A university professor has discovered 249 hieroglyphs painted on the stone walls of the Yerkapı Tunnel in the ancient Hittite capital of Hattusa near modern-day Boğazkale, Turkey. Mardin Artuklu University Archeology Department Lecturer Assoc. Dr. While Bülent Genç was walking the tunnel with his students last month when he spotted symbols painted on the boulders with a red pigment (probably madder). Preliminary interpretation suggests they may be symbolic representations of deities.

The tunnel is more than 240 feet long as was built 3,500 years ago using thousands of large boulders of unmortared stone inside an artificial embankment on the ancient city walls near the Sphinx Gate. Archaeologists believe it was not simply a passageway through the fortifications used for practical purposes in the city’s defense, but rather for religious ceremonies.

The remains of 12 other similar tunnels have been discovered under the Hittite-era walls, but this one is by far the best preserved. Built as a corbelled vault like a triangle with a slightly flattened top corner, it is in such good shape that it is completely passable and structurally sound.

It was first excavated in 1907 and since then many archaeologists and other visitors have walked through the Yerkapı Tunnel, but nobody noticed the hieroglyphs until now. They survived because they were protected from the sun, wind and rain by the tunnel which also has a constant cool temperature throughout the year ideal for conservation purposes.

Hattusa was founded by the Hattian Bronze Age culture around 2000 B.C. Writing was introduced to the settlement by Assyrian merchants over the next couple of centuries, and when it became the capital of the Hittite Empire in 1700 B.C., the Hittite language replaced the Hattian in written documents. Tens of thousands of Hittite-language cuneiform tablets have been unearthed at Hattusa.

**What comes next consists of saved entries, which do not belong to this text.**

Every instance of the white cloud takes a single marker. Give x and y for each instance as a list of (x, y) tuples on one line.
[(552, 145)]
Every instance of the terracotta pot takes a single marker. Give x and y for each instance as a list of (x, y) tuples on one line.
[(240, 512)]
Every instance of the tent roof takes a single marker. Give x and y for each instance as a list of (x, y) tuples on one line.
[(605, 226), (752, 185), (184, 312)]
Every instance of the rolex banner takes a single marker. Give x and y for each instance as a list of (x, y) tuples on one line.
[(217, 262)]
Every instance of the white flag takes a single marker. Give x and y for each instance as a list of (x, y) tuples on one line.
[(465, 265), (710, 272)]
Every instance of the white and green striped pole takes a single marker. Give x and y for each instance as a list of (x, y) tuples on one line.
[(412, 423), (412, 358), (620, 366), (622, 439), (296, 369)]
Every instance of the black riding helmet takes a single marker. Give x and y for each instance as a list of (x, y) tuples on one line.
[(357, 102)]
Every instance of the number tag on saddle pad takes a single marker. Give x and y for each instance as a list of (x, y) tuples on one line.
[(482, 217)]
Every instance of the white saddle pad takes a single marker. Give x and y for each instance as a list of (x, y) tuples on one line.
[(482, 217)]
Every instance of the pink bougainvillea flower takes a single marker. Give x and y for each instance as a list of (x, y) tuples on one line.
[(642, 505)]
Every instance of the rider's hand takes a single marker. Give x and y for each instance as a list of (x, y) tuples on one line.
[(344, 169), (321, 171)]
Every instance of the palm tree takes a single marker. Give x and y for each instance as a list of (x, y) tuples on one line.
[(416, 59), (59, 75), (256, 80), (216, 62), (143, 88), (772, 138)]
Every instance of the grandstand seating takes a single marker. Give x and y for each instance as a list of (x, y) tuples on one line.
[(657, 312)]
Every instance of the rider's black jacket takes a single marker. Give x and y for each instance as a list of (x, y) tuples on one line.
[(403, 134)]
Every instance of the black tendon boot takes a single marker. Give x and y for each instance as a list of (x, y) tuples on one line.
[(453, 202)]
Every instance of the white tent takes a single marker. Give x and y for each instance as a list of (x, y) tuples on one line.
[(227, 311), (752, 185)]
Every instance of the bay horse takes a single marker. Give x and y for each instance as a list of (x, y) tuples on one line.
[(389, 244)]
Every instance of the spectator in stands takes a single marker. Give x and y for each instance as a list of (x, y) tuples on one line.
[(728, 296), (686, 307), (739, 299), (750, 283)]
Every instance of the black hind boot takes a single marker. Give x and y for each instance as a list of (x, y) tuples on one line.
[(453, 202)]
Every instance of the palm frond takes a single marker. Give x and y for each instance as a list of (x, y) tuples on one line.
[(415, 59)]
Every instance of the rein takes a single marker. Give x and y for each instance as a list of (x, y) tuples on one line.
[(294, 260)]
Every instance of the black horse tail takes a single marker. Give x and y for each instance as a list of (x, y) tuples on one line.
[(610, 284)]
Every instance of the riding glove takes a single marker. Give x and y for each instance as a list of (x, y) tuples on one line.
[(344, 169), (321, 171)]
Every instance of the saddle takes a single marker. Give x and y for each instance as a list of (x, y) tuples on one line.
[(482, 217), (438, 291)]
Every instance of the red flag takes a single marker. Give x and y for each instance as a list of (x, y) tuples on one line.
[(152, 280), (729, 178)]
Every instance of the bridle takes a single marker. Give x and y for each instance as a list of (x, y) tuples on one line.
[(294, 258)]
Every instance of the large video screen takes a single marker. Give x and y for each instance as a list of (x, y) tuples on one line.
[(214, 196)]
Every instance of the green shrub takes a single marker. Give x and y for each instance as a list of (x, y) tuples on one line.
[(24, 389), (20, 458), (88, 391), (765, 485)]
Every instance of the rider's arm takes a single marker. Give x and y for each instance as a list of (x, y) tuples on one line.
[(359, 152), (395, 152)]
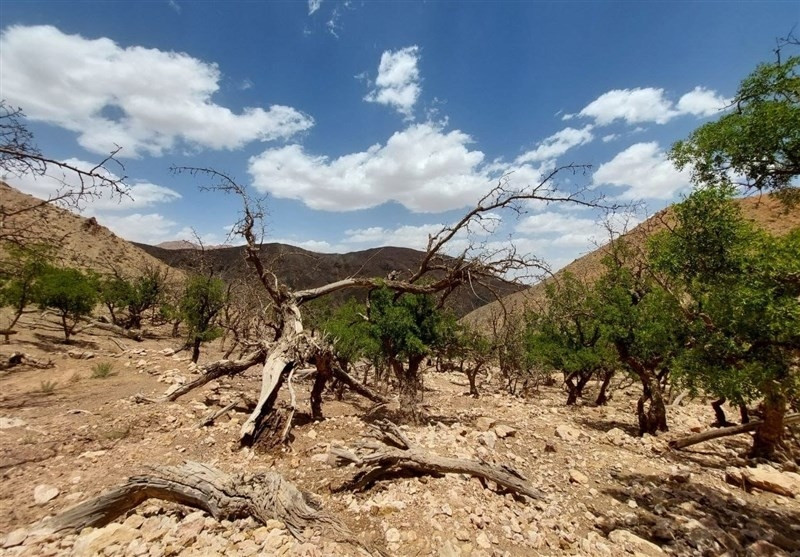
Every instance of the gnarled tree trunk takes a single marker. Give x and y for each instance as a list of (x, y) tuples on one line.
[(769, 434)]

After the collapse of the Hittite Empire in 1200 B.C., the use of cuneiform in the area ceased, but Anatolian hieroglyphs remained in use for another four centuries after the Bronze Age collapse.  The discovery of the tunnel hieroglyphs suggests an early origin for a non-cuneiform writing system that was local and unique to Anatolia, not imported from Assyria, and that was used for symbolically significant purposes even as cuneiform was dominant in administrative and record-keeping uses.

Pointing out that the hieroglyphs in the tunnel are similar to each other, [excavation leader Andreas] Schachner said, “When we share the symbols with the scientific world, our colleagues working on the Hittites will have an opinion and maybe one or maybe several ideas will emerge accordingly. We have identified a total of 249 Anatolian hieroglyphs here, but they are not all different from each other. We can divide them into 8 groups in total. They add innovation to us socially. Since they are written with paint, we need to interpret them more in the style of graffiti. We think it was done quickly and so that it could be understood quickly,” he said.

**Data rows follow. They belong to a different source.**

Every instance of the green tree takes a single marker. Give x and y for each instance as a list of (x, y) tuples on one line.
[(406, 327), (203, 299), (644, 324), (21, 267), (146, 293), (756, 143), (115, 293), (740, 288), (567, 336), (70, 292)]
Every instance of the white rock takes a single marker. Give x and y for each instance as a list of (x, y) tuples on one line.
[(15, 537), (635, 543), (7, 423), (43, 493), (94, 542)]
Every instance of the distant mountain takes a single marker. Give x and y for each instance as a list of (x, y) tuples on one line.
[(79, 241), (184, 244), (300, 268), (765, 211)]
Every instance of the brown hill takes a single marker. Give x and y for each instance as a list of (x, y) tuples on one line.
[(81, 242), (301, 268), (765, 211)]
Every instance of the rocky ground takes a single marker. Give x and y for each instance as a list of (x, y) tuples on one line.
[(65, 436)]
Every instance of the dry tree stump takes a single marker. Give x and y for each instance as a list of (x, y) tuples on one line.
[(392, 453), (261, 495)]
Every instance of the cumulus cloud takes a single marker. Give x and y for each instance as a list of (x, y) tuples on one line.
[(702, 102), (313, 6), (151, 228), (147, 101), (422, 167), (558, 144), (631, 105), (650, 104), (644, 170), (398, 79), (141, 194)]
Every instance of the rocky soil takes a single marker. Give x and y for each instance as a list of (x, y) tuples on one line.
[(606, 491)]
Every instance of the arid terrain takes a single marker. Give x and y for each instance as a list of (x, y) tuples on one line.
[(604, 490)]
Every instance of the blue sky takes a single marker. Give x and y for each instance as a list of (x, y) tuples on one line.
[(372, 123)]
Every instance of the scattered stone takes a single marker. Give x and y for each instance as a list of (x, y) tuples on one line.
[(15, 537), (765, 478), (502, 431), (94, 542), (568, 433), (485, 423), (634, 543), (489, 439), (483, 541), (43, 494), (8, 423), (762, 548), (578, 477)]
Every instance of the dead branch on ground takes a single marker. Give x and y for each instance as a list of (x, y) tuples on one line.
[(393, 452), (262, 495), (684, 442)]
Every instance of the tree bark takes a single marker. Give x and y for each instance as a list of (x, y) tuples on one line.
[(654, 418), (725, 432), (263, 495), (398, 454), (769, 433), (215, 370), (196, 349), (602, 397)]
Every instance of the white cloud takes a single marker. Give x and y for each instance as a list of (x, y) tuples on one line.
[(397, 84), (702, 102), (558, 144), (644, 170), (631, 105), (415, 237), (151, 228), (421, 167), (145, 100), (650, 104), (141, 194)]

Stating that most of the hieroglyphs found in Anatolia are seen in monumental inscriptions or seals that have their own meanings, Schachner underlined that the discovery of the symbols in the tunnel led to the idea that hieroglyphics were used much more widely in the Hittite period.

All 249 hieroglyphs have now been 3D scanned so they can be studied further. Researchers hope the symbols will help shed new light on the tunnel and the role it played in Hittite culture.